It’s one thing to make sure you have enough room on your hard drive for every episode of Star Trek. It’s quite another to make room for a petabyte — a million gigabytes — of data for a billion stars in our galaxy and even beyond.
If you’ve ever wondered how Star Trek’s computer banks could possibly store the locations and trajectories of all those conveniently located class M planets, look no further than Gaia, one of the European Space Agency’s scientific programs. Gaia’s mission: to gather immense amounts of data on a billion stars and other objects over a five-year period, process it over a seventeen-year period and reconstruct the most precise 3D map of our galaxy ever created.
Xavier Luri is the current leader of the Gaia Archive and one of the original authors of the Gaia mission proposal. I met Luri earlier this year over Skype, and we discussed the literally astronomical scope of this mission and its peculiar data challenges. In our email exchanges more recently, Luri mentioned that in his PowerPoint presentations he often compares the Star Trek universe and the actual span of the Gaia catalogue. “I think it makes a nice comparison,” he said.
Gaia’s data challenge has already begun.

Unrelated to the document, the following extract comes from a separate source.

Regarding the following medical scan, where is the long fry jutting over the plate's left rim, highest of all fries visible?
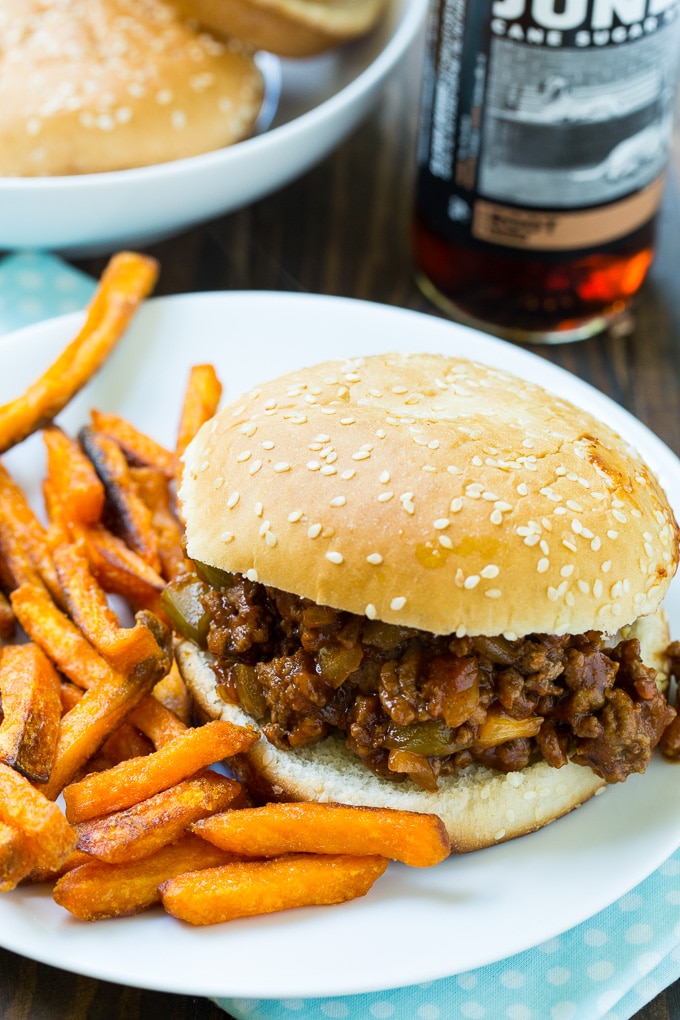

The Gaia spacecraft was launched in December 2013 from French Guiana and has already started to record information with the help of its twin telescopes, deployable sunshield, micro-propulsion system and 1,000-megapixel, high-resolution image sensor. A form of triangulation, known as parallax in the astronomy world, is used to determine the distance between the object and the spacecraft, which orbits the Earth at a distance of about 930,000 miles (the “L2 point”). The distance of a star, together with its position in the sky, which Gaia also measures, will allow researchers to obtain the full 3D position of each star, along with many other objects of interest: galaxies, quasars, extragalactic supernovae, asteroids and other complex and curious bits of the universe.
The raw astrometry, photometry and spectroscopy data that will be collected by the Gaia spacecraft (estimated to be approximately 150 terabytes, or 150,000 gigabytes of information total) will be transmitted back to Earth via Gaia’s high-gain antenna to be processed. Other needed calculations, such as luminosity, composition, temperature and gravity, will be derived from the raw data. This additional processing, however, is where data storage and management get especially tricky.
“To appreciate the complexity of the data processing,” Luri said, “the data processing consortium consists of more than 450 scientists and engineers from 24 countries.” The DPAC team, which has six different data processing centers around Europe, has been working since 2006 and is scheduled to finish processing the raw data from Gaia around 2023. In the end, it will be enough information to fill 1.5 million CD-ROMs. Between now and then, information will be released in stages into the hands of eagerly awaiting astrophysicists.
Star Trek’s Lieutenant Commander Data himself, with his unbelievable android storage capacity of eight hundred quadrillion bits, is actually only a factor of one hundred ahead of the total digital space that Gaia requires for its own space mission. A data challenge, indeed.